Scientific Contributions Address Retail Challenges

As part of the 2015 Optimization Summit held in Bangalore, I had the chance to present the science contributions underlying the JDA Retail.Me initiative introduced to the public in January at NRF.

Why does the JDA Labs’ Science team love retail so much? It’s not just because we like shopping, but rather because there are numerous opportunities for science. Retail is shifting from separate channels to omni-channel, from being product centric to customer centric, from static assortments to fast changing assortments and collections, and new challenges and complexities keep arising. As those challenges come with a fast, continuous flow of data from various sources, they bring a critical need for automation and analytics. The science behind Retail.Me, along with advanced user experience and development technologies, has one goal– support user decisions by letting them focus on the ‘art’ while the system takes care of the data crunching to support it.

How can science help the user with decisions such as who shops in my different touch points and what items do they like? What, when and where should I carry which items?

First, we segment customers in order to reveal actionable insights. The key is to find out which customers have the most value for the organization based on, for example, their total spend, basket size, proportion of full price purchase, their fulfillment behavior (do they buy online for home delivery or pickup in store), percentage of returns, loyalty, social influence, etc. Then, we highlight where they are and what their preferences are to get the assortment right for them.

Building the right assortment for your most valuable segments means knowing how much will an item appeal to them, even if that item and most of the other items that are considered for the assortment have never been seen before. We use advanced machine learning approaches to measure how an item will appeal to different customer segments, to suggest what else should be in the assortment at the same time, and what the lifecycle plan should be for those items.
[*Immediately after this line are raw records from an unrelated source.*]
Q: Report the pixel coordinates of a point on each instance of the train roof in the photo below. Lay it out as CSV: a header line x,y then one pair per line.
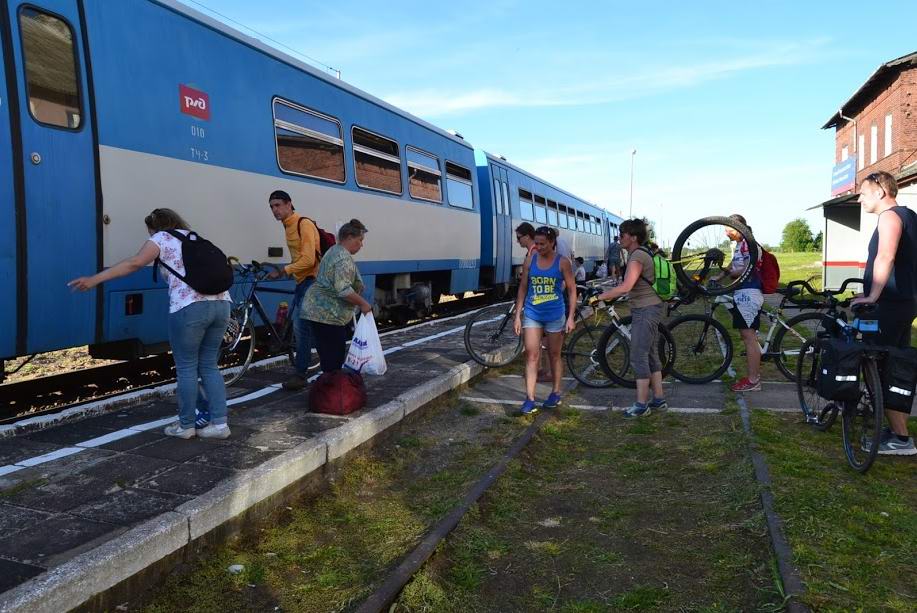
x,y
501,160
191,13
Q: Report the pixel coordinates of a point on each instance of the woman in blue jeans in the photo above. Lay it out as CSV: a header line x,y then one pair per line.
x,y
197,323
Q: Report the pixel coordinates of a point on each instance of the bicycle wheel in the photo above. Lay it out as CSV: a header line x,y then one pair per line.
x,y
238,346
489,337
863,420
704,348
583,362
788,341
819,413
614,352
702,256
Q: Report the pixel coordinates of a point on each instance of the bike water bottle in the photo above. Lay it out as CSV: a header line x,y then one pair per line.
x,y
281,317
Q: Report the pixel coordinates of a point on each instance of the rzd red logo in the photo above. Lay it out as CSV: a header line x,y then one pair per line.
x,y
194,102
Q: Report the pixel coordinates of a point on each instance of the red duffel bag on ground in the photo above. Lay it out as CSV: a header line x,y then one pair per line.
x,y
337,393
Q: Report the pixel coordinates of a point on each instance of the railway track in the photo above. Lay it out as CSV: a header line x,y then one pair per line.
x,y
51,394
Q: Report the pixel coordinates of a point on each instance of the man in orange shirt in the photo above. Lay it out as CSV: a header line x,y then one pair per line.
x,y
303,242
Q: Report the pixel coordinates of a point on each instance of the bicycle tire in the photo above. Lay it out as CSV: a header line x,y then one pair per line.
x,y
818,413
238,346
581,355
697,343
678,255
862,420
490,339
785,338
616,336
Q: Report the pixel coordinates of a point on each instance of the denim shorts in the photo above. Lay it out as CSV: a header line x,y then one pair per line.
x,y
551,327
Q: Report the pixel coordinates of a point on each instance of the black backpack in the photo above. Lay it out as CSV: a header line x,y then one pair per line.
x,y
207,270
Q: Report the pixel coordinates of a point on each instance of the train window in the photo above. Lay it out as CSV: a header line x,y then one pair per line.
x,y
458,186
308,143
424,176
50,69
525,205
376,161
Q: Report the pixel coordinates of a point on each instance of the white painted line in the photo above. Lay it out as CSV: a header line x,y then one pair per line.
x,y
107,438
11,468
50,457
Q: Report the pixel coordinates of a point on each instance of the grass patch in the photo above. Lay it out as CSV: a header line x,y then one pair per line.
x,y
854,537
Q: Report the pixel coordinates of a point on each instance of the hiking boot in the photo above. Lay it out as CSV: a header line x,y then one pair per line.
x,y
552,402
295,383
637,410
214,431
658,404
746,385
178,432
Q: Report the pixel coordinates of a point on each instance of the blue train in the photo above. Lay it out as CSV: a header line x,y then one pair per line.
x,y
110,109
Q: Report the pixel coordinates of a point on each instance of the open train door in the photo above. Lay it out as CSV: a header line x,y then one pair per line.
x,y
55,164
8,307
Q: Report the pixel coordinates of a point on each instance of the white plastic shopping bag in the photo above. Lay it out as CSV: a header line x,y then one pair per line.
x,y
365,355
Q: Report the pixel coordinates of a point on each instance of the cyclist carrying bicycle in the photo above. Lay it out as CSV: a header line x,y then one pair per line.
x,y
748,300
303,242
890,282
647,310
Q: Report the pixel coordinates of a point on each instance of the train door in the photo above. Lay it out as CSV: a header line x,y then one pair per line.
x,y
8,307
58,234
504,231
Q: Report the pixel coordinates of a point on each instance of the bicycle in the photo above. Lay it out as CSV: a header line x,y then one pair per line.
x,y
706,347
862,416
241,338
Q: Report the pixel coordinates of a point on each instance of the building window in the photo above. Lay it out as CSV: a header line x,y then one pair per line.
x,y
861,153
888,135
308,143
376,161
525,205
50,69
424,176
458,186
873,143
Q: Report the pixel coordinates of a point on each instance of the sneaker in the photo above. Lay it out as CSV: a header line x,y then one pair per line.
x,y
202,419
552,402
528,407
214,431
636,411
746,385
295,383
658,404
177,431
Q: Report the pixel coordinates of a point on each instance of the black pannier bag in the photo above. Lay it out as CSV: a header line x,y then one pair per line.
x,y
899,378
207,269
838,375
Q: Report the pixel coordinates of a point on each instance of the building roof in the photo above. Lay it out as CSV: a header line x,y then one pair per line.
x,y
879,75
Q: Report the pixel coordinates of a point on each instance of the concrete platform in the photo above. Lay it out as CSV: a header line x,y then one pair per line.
x,y
86,505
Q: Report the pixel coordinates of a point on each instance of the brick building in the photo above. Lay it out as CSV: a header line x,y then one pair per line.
x,y
876,129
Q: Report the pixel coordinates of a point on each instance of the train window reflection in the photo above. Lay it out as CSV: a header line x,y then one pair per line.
x,y
376,162
50,69
424,176
308,143
458,186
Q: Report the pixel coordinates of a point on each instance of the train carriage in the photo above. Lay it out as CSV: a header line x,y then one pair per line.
x,y
112,109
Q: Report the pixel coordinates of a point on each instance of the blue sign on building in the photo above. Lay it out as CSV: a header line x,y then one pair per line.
x,y
843,177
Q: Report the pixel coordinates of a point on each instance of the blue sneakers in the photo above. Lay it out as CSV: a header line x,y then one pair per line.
x,y
552,402
637,410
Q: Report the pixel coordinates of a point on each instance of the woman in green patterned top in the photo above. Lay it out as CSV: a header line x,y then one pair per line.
x,y
330,301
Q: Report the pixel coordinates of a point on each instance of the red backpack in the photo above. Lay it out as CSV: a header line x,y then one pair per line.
x,y
769,271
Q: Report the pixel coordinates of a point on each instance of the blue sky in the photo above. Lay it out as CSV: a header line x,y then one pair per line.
x,y
723,101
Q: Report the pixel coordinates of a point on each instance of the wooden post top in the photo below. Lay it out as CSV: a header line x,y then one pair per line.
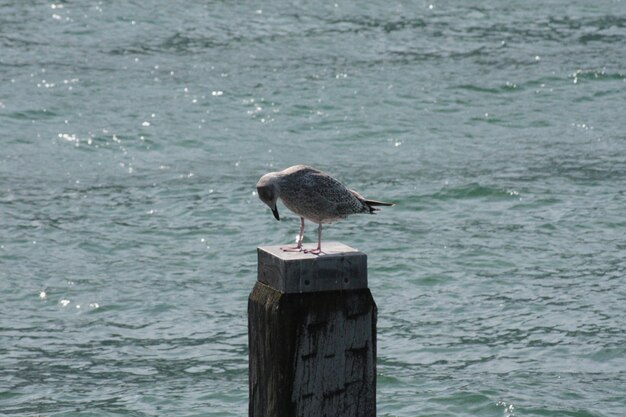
x,y
340,267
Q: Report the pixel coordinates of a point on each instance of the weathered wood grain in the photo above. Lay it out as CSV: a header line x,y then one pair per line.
x,y
312,354
340,268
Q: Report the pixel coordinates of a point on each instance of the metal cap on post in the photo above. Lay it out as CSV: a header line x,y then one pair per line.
x,y
312,335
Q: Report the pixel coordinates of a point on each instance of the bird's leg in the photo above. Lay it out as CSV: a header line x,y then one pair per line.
x,y
298,247
317,250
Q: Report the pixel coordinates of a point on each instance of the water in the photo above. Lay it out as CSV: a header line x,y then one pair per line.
x,y
132,136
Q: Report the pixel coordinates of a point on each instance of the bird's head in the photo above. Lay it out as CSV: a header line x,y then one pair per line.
x,y
267,188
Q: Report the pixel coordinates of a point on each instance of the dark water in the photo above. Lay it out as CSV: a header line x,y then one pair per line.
x,y
131,138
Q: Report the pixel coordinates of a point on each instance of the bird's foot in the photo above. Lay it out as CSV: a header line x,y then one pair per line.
x,y
292,249
317,251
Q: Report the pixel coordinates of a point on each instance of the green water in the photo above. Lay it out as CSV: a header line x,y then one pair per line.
x,y
131,138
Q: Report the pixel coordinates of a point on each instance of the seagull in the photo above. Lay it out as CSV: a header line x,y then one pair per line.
x,y
312,195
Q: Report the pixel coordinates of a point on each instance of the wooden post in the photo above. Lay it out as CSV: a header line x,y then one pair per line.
x,y
312,335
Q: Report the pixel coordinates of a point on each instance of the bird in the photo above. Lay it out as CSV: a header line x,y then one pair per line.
x,y
312,195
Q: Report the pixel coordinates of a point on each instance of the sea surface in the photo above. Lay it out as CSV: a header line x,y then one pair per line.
x,y
132,135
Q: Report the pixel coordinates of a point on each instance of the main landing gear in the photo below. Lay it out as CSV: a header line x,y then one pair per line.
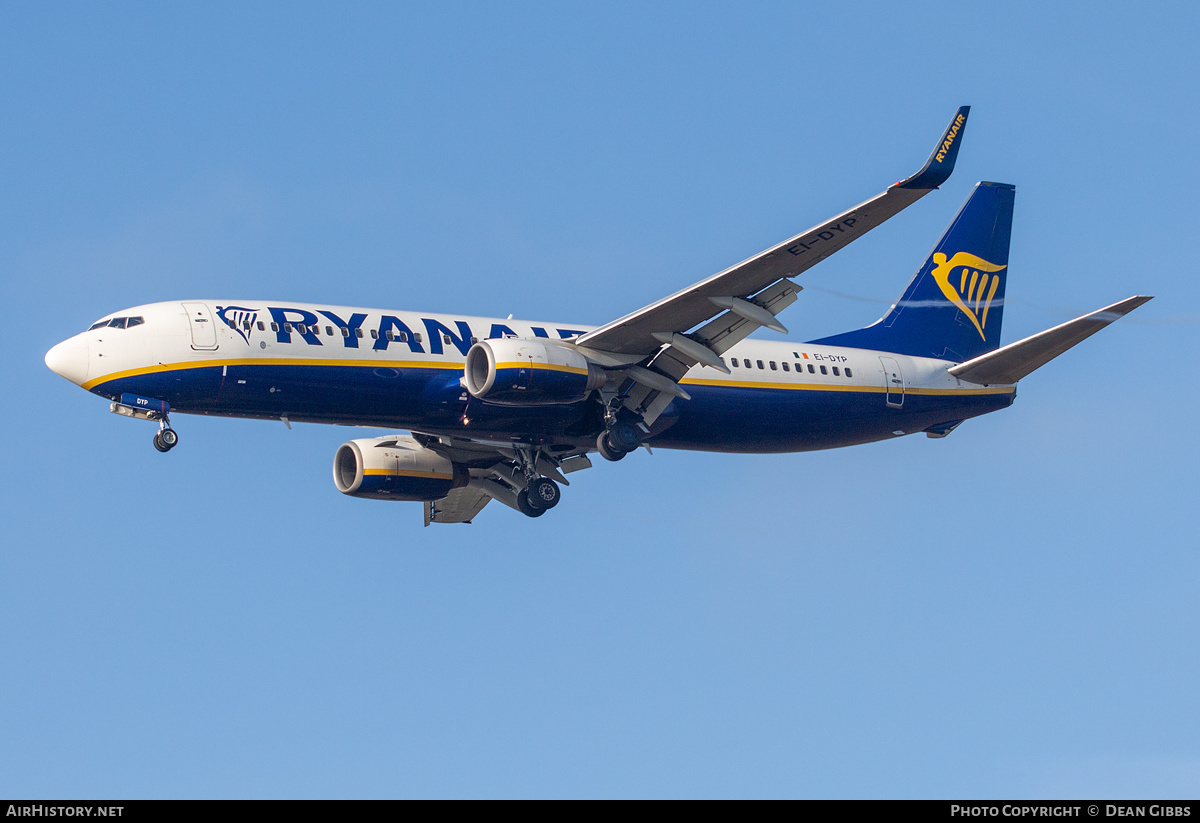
x,y
540,493
618,439
539,497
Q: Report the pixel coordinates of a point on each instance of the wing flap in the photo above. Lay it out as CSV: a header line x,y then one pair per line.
x,y
459,506
1011,362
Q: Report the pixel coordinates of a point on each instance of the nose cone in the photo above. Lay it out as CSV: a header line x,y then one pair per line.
x,y
70,359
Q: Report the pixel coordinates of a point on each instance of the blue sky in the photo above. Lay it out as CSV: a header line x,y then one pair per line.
x,y
1008,612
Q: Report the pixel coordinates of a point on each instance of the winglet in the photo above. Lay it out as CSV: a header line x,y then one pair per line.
x,y
1019,359
937,168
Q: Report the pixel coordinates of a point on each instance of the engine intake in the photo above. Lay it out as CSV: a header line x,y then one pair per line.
x,y
395,468
515,371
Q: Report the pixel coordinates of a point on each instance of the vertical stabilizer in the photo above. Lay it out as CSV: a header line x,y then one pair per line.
x,y
953,308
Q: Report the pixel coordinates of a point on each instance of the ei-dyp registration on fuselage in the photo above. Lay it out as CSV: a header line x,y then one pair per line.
x,y
502,409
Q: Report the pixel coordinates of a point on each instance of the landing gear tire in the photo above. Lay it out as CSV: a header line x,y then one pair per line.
x,y
544,493
618,440
527,508
606,450
166,439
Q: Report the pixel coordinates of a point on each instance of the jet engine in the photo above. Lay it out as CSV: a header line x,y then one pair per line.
x,y
514,371
395,468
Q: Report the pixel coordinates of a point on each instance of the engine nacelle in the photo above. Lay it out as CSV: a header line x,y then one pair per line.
x,y
514,371
395,468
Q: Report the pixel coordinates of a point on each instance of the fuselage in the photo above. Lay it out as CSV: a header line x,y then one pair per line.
x,y
403,371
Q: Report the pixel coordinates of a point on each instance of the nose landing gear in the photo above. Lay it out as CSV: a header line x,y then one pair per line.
x,y
145,408
166,438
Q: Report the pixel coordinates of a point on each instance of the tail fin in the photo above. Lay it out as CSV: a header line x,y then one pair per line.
x,y
954,306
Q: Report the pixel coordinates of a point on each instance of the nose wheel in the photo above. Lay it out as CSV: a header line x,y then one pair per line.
x,y
166,439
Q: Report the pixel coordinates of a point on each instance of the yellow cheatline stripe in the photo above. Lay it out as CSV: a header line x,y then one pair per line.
x,y
834,386
459,366
270,361
549,367
399,473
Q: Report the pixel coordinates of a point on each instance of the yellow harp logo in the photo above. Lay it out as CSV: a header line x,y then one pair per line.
x,y
975,287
Even if the considered items and assortments are new, we use patterns from the past to inform us of the expected future behaviors of customers towards those items.

Another major challenge occurs when the assortment hits different touch points. Since uncertainty is present in any operational stage, aiming to achieve the perfect plan by assuming perfect information is impossible.  To break the silos between planning and execution, a system that can interpret uncertain information must be put in place. Such a system contains the following two components and eases the execution during trading or in-season:

  1. Learn patterns that announce a deviation from the plan to alert the user on a real-time basis to have choices of actions in place;
  2. Have actionable scenarios with predicted outcomes ready for the user to decide quickly, based on what will be observed.

The underlying algorithms are similar to the ones supporting planning decisions, but with refined outputs learning from what is actually happening.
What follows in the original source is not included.